Em Photomaton & Vox, Herberto Helder define em 1979 o que significa pertencer a uma geração de poetas em Portugal “Eramos uma nova imitação de Cristo na Luciferania versão de alguns radicais antigos ou modernos, para quem a poesia foi uma ação terrorista, uma técnica de operar pelo medo e o sangue”. Até porque a poesia é “aquele equilíbrio no arame que mata o apetite de vertigem e nebulosa delinquência de uma emotividade suburbana”.

Herberto Helder, surrealista, simbolista ou híbrido: um poeta que explora as figurações do corpo (a poesia carnal ou encarnada), da relação com o tempo e com o espaço, da reivindicação da presença do leitor, da relação vida e arte, do discurso do absurdo, da dessincronização dos sentidos e da criação de realidades na realidade. Do prosaico ao carnal, do erudito ao existencial. Um poeta que pôs muita gente ler poesia e outra tanta a escrevê-la. Um homem de esquerda, contra as unanimidades e pensamentos empacotados.

A resposta à pergunta inicial do post encontra-se também dada por Herberto Helder na continuação da abertura desta obra, o poeta como revelação, sendo que “a última revelação é esta de sermos os produtores inexoráveis e os inevitáveis produtos de uma ironia cuja única dignidade é descender do tormento, um tormento sempre equivocado na sua manifestação sensível.” “Escrever é um jogo (…) representa-se a cena multiplicada de uma carnificina metafisicamente irrisória”.
Sabemos que Herberto Helder não quer ser o próximo Fernando Pessoa. Não quer estátuas, não quer ruas, não quer pertencer a protocolos literários, como afirmou em modo de pedido o seu mais mediático filho, o comentador político e jornalista Daniel Oliveira.
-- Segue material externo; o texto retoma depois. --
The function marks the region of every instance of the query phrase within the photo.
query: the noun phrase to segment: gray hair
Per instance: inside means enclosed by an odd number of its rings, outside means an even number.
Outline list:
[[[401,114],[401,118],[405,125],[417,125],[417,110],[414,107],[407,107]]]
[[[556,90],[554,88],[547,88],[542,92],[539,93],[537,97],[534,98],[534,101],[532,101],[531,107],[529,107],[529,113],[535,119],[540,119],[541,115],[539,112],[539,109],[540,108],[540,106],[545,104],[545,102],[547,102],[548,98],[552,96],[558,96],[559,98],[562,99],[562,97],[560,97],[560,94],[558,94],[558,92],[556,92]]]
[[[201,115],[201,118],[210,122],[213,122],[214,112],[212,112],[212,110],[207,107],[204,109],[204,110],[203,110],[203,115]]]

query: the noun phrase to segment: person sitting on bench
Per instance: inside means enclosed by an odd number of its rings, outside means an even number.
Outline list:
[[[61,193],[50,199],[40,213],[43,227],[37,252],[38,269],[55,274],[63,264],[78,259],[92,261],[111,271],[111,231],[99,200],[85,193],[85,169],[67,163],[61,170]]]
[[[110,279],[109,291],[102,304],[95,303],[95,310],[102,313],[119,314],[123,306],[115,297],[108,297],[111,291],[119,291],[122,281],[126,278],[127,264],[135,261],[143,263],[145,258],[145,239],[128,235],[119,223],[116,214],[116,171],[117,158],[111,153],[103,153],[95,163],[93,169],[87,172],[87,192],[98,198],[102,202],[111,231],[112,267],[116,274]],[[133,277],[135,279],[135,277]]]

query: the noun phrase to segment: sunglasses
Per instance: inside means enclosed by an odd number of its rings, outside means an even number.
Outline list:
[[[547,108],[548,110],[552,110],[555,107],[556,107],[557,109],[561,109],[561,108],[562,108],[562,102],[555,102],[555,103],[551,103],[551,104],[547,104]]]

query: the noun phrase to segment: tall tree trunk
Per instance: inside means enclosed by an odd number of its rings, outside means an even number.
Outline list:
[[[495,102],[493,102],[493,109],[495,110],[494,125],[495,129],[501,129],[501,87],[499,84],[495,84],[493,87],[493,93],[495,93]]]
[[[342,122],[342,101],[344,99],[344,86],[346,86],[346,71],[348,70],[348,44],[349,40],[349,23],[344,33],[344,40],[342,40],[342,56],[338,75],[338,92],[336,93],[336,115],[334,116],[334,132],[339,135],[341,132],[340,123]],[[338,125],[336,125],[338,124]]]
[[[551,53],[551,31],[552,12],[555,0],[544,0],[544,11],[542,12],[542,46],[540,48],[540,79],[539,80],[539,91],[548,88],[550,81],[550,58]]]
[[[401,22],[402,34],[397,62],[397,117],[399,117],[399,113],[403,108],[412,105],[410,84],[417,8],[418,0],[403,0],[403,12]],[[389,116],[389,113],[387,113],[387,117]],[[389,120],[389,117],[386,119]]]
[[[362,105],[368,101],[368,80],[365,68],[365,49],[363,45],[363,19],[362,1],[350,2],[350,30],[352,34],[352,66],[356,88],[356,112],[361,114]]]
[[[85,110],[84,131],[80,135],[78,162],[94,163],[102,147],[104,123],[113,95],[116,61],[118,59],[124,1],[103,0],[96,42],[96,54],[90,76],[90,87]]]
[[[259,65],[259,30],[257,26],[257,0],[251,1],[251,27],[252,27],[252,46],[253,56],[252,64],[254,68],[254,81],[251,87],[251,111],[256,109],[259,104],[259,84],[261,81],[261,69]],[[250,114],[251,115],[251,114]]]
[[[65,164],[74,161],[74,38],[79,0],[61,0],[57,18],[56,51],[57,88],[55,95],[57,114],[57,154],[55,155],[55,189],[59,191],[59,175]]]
De facto, se se refugiou de qualquer meio mediático nos últimos anos de existência não podemos depois da sua morte desejar-lhe algo contra o qual lutou em vida.
 “Se quisesse, apresentava-me como uma vítima da escrita, da inocência, da neurose e suas instâncias psiquiátricas e psicanalíticas”.


Se em 2015 temos poucas razões para nos orgulharmos da nossa identidade, Herberto Helder é uma delas. Apelo ao encontro de uma identidade que não se deixe delinear apenas por fronteiras ou origens mas que se exprima através do nosso maior património: o património linguístico. Cabe-nos divulgar Herberto Helder como ícone de um valor literário ímpar globalmente. A contemporaneidade exige reciclar os nossos ídolos literários. Que estes se mantenham como parte essencial de uma identidade coletiva, sempre.